IN WITNESS WHEREOF, Mortgagor has executed this Mortgage as of the day and year
set forth above.

                                        "MORTGAGOR"

                                        STONEWATER DOX FUNDING LLC,
                                        a Delaware limited liability company


                                        By: /s/ Marc K. Furstein
                                            ------------------------------------
                                        Name: Marc K. Furstein
                                        Title: Chief Operating Officer



STATE OF New York  )
                   ) SS.
COUNTY OF New York )

          I, Nichole Atkinson a Notary Public, in and for the County and State
aforesaid, DO HEREBY CERTIFY that Marc Furstein, as COO of Stonewater Dox
Funding LLC, a Delaware limited liability company, personally known to me to be
the same person whose name is subscribed to the foregoing instrument, appeared
before me this day in person and acknowledged to me that (he/she), being
thereunto duly authorized, signed and delivered said instrument as the free and
voluntary act of said corporation, each of said limited partnerships and said
limited liability company and as (his/her) own free and voluntary act, for the
uses and purposes set forth therein.

          GIVEN under my hand and notarial seal this 19 day of Nov., 2003.

                                        Notary Public


My Commission expires:                  /s/ Nikhole Atkinson
                       --------------   ----------------------------------------
                                        NIKHOLE ATKINSON
                                        Notary Public, State of New York
                                        No. 01AT6095553
                                        Qualified in New York Country
                                        Commission Expires July 14, 2007



                                                             Loan No. 31-0901388

                                    EXHIBIT A

                               DESCRIPTION OF LAND

Exhibit A to MORTGAGE AND ABSOLUTE ASSIGNMENT OF RENTS AND LEASES AND SECURITY
AGREEMENT (AND FIXTURE FILING) ("Mortgage") among STONEWATER DOX FUNDING LLC, as
"Mortgagor", and WELLS FARGO BANK, NATIONAL ASSOCIATION, as "Mortgagee".

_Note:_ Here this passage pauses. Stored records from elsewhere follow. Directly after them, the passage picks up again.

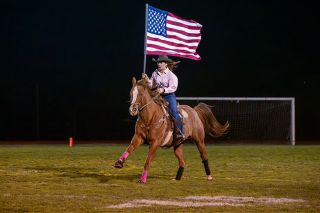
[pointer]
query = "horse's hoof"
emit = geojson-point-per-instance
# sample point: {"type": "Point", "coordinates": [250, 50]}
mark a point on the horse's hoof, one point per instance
{"type": "Point", "coordinates": [118, 164]}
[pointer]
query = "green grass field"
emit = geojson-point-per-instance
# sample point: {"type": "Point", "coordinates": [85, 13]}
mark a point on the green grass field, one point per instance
{"type": "Point", "coordinates": [56, 178]}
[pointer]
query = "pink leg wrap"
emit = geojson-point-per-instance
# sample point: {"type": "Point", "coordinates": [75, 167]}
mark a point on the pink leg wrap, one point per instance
{"type": "Point", "coordinates": [144, 176]}
{"type": "Point", "coordinates": [124, 156]}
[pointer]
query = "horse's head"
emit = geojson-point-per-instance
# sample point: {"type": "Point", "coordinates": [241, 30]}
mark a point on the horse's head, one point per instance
{"type": "Point", "coordinates": [138, 95]}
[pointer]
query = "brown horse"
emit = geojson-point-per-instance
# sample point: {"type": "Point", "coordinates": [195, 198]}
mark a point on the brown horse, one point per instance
{"type": "Point", "coordinates": [154, 126]}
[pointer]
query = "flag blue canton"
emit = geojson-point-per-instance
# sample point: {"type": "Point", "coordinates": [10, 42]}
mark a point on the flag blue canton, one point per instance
{"type": "Point", "coordinates": [157, 21]}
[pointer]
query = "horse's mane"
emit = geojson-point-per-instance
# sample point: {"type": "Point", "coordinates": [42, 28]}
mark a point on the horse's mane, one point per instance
{"type": "Point", "coordinates": [153, 93]}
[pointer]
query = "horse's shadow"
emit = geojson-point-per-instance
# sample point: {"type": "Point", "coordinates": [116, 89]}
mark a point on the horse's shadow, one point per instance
{"type": "Point", "coordinates": [74, 173]}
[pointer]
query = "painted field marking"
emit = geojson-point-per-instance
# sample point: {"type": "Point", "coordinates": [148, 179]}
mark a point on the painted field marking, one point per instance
{"type": "Point", "coordinates": [200, 201]}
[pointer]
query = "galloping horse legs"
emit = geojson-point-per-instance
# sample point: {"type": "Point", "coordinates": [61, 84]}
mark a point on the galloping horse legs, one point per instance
{"type": "Point", "coordinates": [136, 141]}
{"type": "Point", "coordinates": [204, 157]}
{"type": "Point", "coordinates": [178, 151]}
{"type": "Point", "coordinates": [151, 154]}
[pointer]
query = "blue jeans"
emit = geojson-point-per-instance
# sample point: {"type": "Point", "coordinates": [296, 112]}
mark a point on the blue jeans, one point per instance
{"type": "Point", "coordinates": [171, 99]}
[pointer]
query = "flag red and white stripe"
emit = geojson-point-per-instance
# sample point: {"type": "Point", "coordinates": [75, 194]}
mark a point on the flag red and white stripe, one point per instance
{"type": "Point", "coordinates": [171, 35]}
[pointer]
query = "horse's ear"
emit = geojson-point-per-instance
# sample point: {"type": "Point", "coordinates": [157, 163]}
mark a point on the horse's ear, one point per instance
{"type": "Point", "coordinates": [134, 81]}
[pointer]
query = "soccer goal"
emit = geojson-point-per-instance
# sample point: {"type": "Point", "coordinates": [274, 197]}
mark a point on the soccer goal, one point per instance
{"type": "Point", "coordinates": [253, 118]}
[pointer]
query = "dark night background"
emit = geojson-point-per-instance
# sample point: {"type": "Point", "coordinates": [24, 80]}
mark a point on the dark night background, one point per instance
{"type": "Point", "coordinates": [81, 55]}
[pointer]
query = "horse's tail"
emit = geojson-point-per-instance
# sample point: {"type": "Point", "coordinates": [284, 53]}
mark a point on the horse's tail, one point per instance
{"type": "Point", "coordinates": [209, 121]}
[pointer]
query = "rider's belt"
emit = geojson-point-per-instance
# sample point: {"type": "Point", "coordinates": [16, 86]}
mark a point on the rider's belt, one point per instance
{"type": "Point", "coordinates": [166, 94]}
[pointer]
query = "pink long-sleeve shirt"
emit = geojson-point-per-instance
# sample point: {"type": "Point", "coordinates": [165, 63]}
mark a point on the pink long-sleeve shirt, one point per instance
{"type": "Point", "coordinates": [167, 80]}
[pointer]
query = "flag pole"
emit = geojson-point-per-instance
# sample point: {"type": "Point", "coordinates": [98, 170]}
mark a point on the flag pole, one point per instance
{"type": "Point", "coordinates": [145, 40]}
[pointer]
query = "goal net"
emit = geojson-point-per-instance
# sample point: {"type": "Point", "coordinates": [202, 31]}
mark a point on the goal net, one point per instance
{"type": "Point", "coordinates": [270, 118]}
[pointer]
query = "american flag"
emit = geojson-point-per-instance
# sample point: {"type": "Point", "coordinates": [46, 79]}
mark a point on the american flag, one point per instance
{"type": "Point", "coordinates": [171, 35]}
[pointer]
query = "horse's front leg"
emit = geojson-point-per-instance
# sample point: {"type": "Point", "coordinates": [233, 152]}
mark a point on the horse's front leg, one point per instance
{"type": "Point", "coordinates": [178, 151]}
{"type": "Point", "coordinates": [154, 145]}
{"type": "Point", "coordinates": [136, 141]}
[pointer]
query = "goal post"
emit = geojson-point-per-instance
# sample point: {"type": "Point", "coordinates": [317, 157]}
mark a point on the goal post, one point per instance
{"type": "Point", "coordinates": [263, 118]}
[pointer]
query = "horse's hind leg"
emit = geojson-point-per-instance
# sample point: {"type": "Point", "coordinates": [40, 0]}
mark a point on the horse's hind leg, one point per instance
{"type": "Point", "coordinates": [203, 154]}
{"type": "Point", "coordinates": [178, 151]}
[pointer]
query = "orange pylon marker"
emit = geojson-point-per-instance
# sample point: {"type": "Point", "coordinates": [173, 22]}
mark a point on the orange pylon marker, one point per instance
{"type": "Point", "coordinates": [70, 142]}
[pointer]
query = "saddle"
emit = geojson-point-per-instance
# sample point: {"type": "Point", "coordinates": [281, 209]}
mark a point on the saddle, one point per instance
{"type": "Point", "coordinates": [172, 129]}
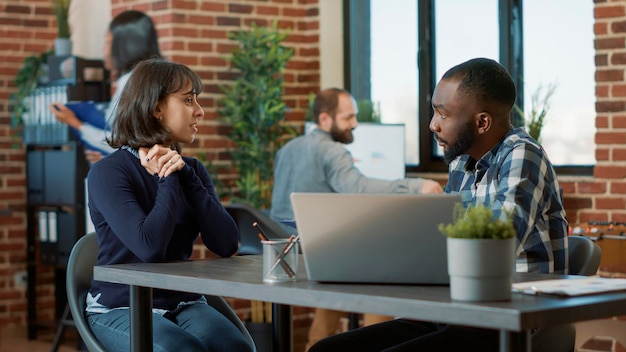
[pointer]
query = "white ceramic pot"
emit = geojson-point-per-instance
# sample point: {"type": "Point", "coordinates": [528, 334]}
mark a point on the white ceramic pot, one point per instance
{"type": "Point", "coordinates": [481, 269]}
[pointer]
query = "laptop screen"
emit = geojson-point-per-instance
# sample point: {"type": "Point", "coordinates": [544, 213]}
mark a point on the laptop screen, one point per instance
{"type": "Point", "coordinates": [378, 149]}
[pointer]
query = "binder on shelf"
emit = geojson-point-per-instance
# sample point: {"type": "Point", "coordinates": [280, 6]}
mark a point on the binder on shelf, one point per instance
{"type": "Point", "coordinates": [52, 227]}
{"type": "Point", "coordinates": [43, 226]}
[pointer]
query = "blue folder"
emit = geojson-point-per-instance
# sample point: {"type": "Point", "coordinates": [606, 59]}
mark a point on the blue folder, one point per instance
{"type": "Point", "coordinates": [91, 113]}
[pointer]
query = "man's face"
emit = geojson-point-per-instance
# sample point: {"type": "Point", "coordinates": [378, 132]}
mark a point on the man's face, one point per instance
{"type": "Point", "coordinates": [452, 121]}
{"type": "Point", "coordinates": [344, 120]}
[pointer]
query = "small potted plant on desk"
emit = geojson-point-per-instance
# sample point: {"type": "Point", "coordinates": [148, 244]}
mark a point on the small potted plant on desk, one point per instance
{"type": "Point", "coordinates": [481, 254]}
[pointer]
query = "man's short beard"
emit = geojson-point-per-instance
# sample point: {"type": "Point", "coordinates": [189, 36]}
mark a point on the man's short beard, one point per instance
{"type": "Point", "coordinates": [465, 139]}
{"type": "Point", "coordinates": [338, 135]}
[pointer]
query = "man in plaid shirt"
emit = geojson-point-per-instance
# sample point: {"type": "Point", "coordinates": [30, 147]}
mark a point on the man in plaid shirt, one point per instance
{"type": "Point", "coordinates": [494, 164]}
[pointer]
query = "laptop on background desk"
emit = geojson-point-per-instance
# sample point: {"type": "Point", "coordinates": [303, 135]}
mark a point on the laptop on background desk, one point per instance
{"type": "Point", "coordinates": [374, 238]}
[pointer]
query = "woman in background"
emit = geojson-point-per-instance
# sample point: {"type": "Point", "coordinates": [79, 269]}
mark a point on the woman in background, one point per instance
{"type": "Point", "coordinates": [131, 38]}
{"type": "Point", "coordinates": [149, 203]}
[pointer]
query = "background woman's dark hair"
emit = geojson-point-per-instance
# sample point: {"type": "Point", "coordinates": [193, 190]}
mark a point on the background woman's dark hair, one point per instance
{"type": "Point", "coordinates": [327, 101]}
{"type": "Point", "coordinates": [149, 84]}
{"type": "Point", "coordinates": [134, 39]}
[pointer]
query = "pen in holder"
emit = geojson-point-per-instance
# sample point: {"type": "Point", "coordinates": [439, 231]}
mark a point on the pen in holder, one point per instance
{"type": "Point", "coordinates": [280, 260]}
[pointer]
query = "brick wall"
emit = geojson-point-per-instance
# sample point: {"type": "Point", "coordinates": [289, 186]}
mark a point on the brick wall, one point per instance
{"type": "Point", "coordinates": [603, 196]}
{"type": "Point", "coordinates": [194, 32]}
{"type": "Point", "coordinates": [191, 32]}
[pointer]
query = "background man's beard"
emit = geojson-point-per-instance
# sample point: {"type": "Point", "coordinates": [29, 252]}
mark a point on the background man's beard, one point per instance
{"type": "Point", "coordinates": [338, 135]}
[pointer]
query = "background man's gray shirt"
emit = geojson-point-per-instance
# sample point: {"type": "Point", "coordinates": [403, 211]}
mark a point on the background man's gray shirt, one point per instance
{"type": "Point", "coordinates": [316, 163]}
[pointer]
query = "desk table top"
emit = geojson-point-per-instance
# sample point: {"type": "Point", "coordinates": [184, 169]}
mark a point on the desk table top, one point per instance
{"type": "Point", "coordinates": [241, 277]}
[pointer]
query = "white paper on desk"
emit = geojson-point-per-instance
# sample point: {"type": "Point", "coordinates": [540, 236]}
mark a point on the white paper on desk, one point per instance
{"type": "Point", "coordinates": [571, 287]}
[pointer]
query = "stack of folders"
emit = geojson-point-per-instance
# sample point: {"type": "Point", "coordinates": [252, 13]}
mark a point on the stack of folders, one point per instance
{"type": "Point", "coordinates": [40, 125]}
{"type": "Point", "coordinates": [585, 285]}
{"type": "Point", "coordinates": [47, 227]}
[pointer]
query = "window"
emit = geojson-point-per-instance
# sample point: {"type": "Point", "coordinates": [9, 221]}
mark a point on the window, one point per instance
{"type": "Point", "coordinates": [404, 46]}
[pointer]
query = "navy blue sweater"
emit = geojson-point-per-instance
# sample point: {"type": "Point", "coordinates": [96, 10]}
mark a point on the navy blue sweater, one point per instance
{"type": "Point", "coordinates": [141, 218]}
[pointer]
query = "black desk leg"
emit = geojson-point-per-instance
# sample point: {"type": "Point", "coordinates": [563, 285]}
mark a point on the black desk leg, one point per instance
{"type": "Point", "coordinates": [140, 319]}
{"type": "Point", "coordinates": [515, 341]}
{"type": "Point", "coordinates": [281, 328]}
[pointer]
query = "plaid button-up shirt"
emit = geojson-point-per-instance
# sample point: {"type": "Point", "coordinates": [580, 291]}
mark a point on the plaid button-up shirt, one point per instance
{"type": "Point", "coordinates": [516, 174]}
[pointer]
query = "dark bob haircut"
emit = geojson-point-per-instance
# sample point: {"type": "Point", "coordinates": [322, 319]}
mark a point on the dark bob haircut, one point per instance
{"type": "Point", "coordinates": [150, 82]}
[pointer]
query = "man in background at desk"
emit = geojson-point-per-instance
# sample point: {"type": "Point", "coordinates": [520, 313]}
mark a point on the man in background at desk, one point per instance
{"type": "Point", "coordinates": [494, 164]}
{"type": "Point", "coordinates": [319, 162]}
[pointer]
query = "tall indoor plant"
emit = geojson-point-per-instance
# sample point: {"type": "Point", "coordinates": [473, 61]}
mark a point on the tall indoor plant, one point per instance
{"type": "Point", "coordinates": [62, 44]}
{"type": "Point", "coordinates": [253, 106]}
{"type": "Point", "coordinates": [481, 254]}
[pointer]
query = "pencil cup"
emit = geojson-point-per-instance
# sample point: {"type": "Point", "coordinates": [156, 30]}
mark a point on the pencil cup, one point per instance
{"type": "Point", "coordinates": [280, 260]}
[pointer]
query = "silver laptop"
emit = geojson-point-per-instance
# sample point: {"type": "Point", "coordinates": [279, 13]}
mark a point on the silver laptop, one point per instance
{"type": "Point", "coordinates": [374, 238]}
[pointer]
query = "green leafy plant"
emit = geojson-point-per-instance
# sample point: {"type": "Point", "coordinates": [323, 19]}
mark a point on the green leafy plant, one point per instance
{"type": "Point", "coordinates": [61, 9]}
{"type": "Point", "coordinates": [26, 81]}
{"type": "Point", "coordinates": [367, 112]}
{"type": "Point", "coordinates": [478, 222]}
{"type": "Point", "coordinates": [539, 106]}
{"type": "Point", "coordinates": [253, 105]}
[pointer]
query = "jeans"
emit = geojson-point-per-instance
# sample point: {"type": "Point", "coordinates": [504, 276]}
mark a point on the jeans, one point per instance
{"type": "Point", "coordinates": [195, 327]}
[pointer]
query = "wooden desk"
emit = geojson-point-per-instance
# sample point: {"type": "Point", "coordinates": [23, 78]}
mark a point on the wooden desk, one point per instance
{"type": "Point", "coordinates": [240, 277]}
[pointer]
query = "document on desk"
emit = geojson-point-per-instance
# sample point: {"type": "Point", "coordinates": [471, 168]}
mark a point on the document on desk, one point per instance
{"type": "Point", "coordinates": [586, 285]}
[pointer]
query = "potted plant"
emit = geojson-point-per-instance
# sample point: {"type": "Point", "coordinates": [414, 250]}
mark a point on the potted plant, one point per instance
{"type": "Point", "coordinates": [539, 106]}
{"type": "Point", "coordinates": [62, 44]}
{"type": "Point", "coordinates": [481, 254]}
{"type": "Point", "coordinates": [253, 106]}
{"type": "Point", "coordinates": [33, 72]}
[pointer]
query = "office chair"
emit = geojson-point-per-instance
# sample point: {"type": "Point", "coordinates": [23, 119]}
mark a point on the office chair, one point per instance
{"type": "Point", "coordinates": [79, 273]}
{"type": "Point", "coordinates": [584, 256]}
{"type": "Point", "coordinates": [244, 215]}
{"type": "Point", "coordinates": [584, 259]}
{"type": "Point", "coordinates": [78, 280]}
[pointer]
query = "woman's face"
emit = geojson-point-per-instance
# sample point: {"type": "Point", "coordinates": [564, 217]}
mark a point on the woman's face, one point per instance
{"type": "Point", "coordinates": [108, 60]}
{"type": "Point", "coordinates": [180, 113]}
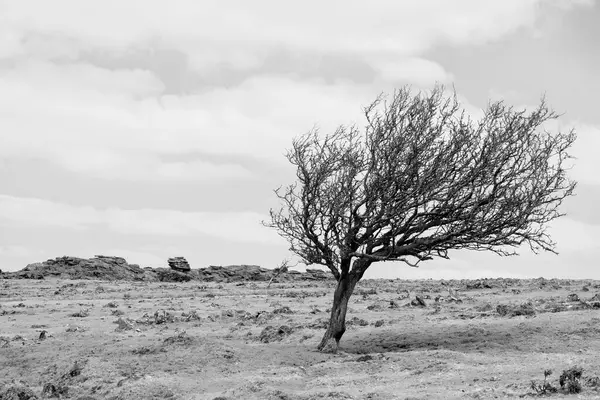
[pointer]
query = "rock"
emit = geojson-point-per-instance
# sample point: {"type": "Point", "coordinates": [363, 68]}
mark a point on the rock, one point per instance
{"type": "Point", "coordinates": [171, 275]}
{"type": "Point", "coordinates": [117, 269]}
{"type": "Point", "coordinates": [57, 391]}
{"type": "Point", "coordinates": [179, 264]}
{"type": "Point", "coordinates": [573, 297]}
{"type": "Point", "coordinates": [18, 393]}
{"type": "Point", "coordinates": [98, 267]}
{"type": "Point", "coordinates": [272, 334]}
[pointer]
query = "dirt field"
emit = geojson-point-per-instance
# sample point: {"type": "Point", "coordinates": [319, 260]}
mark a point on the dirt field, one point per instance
{"type": "Point", "coordinates": [128, 340]}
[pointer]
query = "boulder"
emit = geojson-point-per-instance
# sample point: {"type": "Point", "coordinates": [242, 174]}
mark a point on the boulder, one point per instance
{"type": "Point", "coordinates": [179, 264]}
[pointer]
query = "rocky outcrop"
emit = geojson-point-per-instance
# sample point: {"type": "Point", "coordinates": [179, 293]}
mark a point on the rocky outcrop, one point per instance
{"type": "Point", "coordinates": [117, 268]}
{"type": "Point", "coordinates": [179, 264]}
{"type": "Point", "coordinates": [98, 267]}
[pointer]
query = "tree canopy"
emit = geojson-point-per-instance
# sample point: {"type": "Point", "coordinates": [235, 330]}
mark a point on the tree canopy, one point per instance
{"type": "Point", "coordinates": [423, 178]}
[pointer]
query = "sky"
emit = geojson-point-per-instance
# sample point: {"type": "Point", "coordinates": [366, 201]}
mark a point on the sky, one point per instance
{"type": "Point", "coordinates": [152, 129]}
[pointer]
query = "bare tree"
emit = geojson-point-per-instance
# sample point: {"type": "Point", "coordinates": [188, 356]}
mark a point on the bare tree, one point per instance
{"type": "Point", "coordinates": [420, 180]}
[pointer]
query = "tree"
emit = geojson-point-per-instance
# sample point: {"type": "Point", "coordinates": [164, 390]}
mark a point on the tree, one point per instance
{"type": "Point", "coordinates": [422, 179]}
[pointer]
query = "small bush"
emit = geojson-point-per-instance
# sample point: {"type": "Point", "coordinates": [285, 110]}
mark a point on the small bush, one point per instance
{"type": "Point", "coordinates": [571, 379]}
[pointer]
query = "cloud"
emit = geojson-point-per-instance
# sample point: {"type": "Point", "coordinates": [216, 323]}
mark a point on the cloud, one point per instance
{"type": "Point", "coordinates": [586, 166]}
{"type": "Point", "coordinates": [16, 251]}
{"type": "Point", "coordinates": [414, 70]}
{"type": "Point", "coordinates": [350, 25]}
{"type": "Point", "coordinates": [231, 226]}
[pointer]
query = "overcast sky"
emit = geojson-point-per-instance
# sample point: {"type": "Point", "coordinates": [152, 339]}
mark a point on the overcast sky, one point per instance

Description of Land. The Land referred to in this Mortgage is situated in the
County of Champaign, state of Illinois and is described as follows:

Tract 1:

Lot 4 in Final Plat of Lot 4 of Par 3 Development Subdivision, as per Plat
recorded as Document 98R 28668, situated in Champaign County, Illinois.

Tract 2:

Lots 5 and 6 of Final Plat of Lots 5, 6 and 7 of Par 3 Development Subdivision,
a Subdivision in the City of Champaign, Champaign County, Illinois, as per plat
recorded July 10,1996 in Plat Book "CC" at page 185 as Document 96R 17100.

Tract 3:

Lot 7 of Final Plat of Lots 5, 6 and 7 of Par 3 Development Subdivision, a
subdivision in the City of Champaign, Champaign County, Illinois, as per plat
recorded July 10, 1996 in Plat Book "CC" at page 185 as Document 96R 17100.

Tract 4:

Lot 3 of Final Plat of Lot 3 Par 3 Development Subdivision recorded as Document
98R 14068, situated in Champaign County, Illinois.